A draft report from engineering firm SNC-Lavalin recommends the so-called eastern route for a road connecting the Kivalliq with Churchill and southern Manitoba, says the Kivalliq Inuit Association's project manager.

In an interview, Dawn Brigham said the eastern route, which would stretch 1,230 kilometres from Rankin Inlet to the current end of the Manitoba highway system in Gillam, is the KIA's preferred option.

Churchill, Arviat and Whale Cove would all be connected to the highway by feeder routes. The total cost of the road has been pegged at $1.2 billion, and construction likely wouldn't start until at least 2012.

The eastern route also won the most support during a series of public meetings held in 2006 in 15 Kivalliq and Manitoba communities. But there were misgivings: some residents expressed concerns a road will make it easier for alcohol and drugs to enter the remote communities, and others suggested a rail link would be more efficient. The Hudson Bay railroad already reaches Churchill, while the highway system doesn't.

Brigham said train tracks have to be more level than a road, and the cost and environmental impact of rail is too great.

"You have to keep it flatter so there's going to be a lot more fill."

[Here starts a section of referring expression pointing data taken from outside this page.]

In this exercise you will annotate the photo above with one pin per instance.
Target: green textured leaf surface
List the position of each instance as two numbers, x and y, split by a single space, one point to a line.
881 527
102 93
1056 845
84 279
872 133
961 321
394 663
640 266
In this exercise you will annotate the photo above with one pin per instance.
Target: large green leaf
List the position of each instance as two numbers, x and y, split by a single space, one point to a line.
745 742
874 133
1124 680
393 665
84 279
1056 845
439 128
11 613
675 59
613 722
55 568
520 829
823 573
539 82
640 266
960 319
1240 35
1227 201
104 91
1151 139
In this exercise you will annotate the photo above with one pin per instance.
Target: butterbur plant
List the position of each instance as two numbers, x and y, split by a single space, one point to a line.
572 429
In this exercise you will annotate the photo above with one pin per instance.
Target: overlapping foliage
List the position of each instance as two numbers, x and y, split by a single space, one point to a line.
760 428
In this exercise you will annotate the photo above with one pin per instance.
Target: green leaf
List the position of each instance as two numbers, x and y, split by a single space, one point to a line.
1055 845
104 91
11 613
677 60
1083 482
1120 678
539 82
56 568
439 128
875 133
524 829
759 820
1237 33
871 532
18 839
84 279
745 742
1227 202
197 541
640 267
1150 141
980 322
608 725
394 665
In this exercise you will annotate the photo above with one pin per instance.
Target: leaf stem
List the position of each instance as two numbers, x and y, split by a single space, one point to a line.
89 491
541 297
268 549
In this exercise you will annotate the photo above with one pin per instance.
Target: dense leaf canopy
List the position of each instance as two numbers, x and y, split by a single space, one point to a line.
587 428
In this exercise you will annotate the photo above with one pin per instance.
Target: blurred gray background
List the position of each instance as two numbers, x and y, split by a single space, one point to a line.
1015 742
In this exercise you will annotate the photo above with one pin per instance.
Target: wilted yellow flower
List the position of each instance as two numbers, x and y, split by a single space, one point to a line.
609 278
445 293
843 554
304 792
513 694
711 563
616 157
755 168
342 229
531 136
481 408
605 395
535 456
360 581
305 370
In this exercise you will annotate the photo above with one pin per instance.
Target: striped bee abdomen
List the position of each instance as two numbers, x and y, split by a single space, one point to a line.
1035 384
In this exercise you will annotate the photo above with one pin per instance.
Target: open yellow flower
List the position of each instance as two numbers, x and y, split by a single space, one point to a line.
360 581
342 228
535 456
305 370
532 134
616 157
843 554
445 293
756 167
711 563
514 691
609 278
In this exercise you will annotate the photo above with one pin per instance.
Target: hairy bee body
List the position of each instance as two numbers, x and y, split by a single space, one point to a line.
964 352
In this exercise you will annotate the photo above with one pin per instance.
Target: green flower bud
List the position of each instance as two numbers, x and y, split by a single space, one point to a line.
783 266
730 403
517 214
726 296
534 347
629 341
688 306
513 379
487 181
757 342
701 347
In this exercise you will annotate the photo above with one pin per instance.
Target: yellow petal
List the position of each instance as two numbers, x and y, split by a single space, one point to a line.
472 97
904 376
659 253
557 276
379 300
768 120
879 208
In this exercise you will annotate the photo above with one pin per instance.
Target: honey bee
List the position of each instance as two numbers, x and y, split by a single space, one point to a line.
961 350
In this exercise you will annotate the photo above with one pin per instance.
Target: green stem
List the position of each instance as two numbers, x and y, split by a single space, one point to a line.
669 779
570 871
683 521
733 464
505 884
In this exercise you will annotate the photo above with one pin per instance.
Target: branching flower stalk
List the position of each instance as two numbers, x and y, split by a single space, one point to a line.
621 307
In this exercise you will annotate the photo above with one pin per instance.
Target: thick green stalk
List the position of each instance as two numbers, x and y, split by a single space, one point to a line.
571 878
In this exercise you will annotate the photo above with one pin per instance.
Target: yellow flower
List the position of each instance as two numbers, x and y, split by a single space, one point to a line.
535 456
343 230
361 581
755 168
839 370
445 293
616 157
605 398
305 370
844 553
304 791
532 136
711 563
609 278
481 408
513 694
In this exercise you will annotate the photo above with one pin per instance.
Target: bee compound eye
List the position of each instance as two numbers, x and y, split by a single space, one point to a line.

And in an issue of Caribou News in Brief published this summer, Darrell Hedman, the Beverly and Qamanirjuaq Caribou Management Board's vice chairman, said he's concerned the eastern route would disrupt the migration of the Qamanirjuaq caribou herd.

"That's usually [the herd's] corridor when they're going home," he told the newsletter. Hedman also expressed concern about the impact bridges would have on the Seal, Churchill and Caribou rivers, which the route would cross.

But Brigham said the eastern route would have the smallest impact on the environment.

"One of the reasons the KIA preferred [the eastern route] is because it has the least impact on migrational routes than any of the routes that were chosen," she said. "No matter what way you go you're going to have to engineer river crossings."

The next step is to secure funding from federal, territorial and provincial governments. To do that, the KIA will need a business case and detailed engineering plans for the route. Brigham said she hoped those would be ready "early in the new year."